Due to its location, Cairo has long been known as a “hot” city, but these heat issues are intensified by the Urban Heat Island Effect (UHI) and climate change. The size and geometry of urban infrastructure, the expanse of impervious services, and human activity impact the ambient air temperature and can lead to an increase in thermal discomfort (Abutaleb et al. 2015). Large cities such as Cairo with dense populations are more vulnerable to UHI due to the dominance of tall buildings and narrow streets which trap solar radiation (Bakarman and Chang 2015). Through testing seasonal and diurnal ranges of land surface temperatures for Greater Cairo in 2012, Abutaleb et al. recorded land surface temperature 5–22 °C higher on average in urban Cairo than in rural areas (Abutaleb et al. 2015). Onto this picture is the rise in temperatures expected for the region as climate change unfurls, with seasonal and sub-regional variation (Bucchignani, Mercogliano, Panitz, and Montesarchio 2018).

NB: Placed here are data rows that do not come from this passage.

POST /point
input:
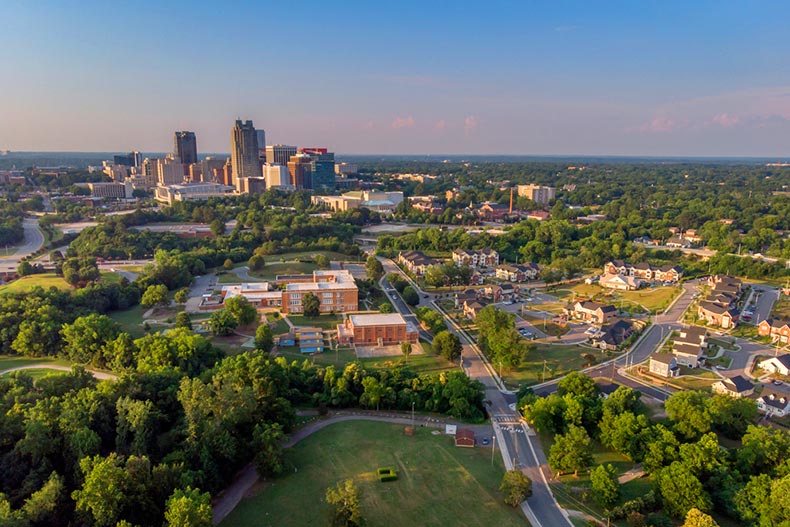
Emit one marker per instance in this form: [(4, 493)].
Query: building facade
[(376, 330), (537, 193), (244, 151), (185, 147), (279, 154)]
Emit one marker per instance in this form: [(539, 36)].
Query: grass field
[(560, 359), (26, 283), (438, 484), (654, 299), (322, 321), (12, 361), (426, 363), (271, 270)]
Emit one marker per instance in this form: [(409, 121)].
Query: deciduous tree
[(516, 487)]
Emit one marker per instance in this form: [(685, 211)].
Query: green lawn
[(560, 359), (26, 283), (12, 361), (653, 299), (322, 321), (280, 326), (307, 255), (438, 484), (271, 270), (130, 319), (425, 363)]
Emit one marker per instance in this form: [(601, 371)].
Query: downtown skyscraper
[(185, 147), (244, 151)]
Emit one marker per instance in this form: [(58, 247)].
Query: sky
[(663, 78)]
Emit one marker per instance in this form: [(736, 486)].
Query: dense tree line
[(687, 464)]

Sabils are important parts of the built environment of Cairo, drawing on religious precedence and enacting everyday ethical notions of reciprocity. They are particularly important in the changing environmental conditions of Cairo and point to the ways in which small vernacular changes to the urban waterscape based on shared somatic experiences and collective notions of reciprocity offer an alternative to narratives of disaster and rising conflict (Mason 2019). Ongoing research on sabils is exploring the diversity of material forms; practices of care and repair for clay and metal water infrastructure; embodied notions of smell, taste and temperature; a shifting history of social responses to a material context of hardship; vernacular memorials; and practices of neighborliness that draw on religious traditions to shape the livability and transversabilty of Cairo’s urban landscape.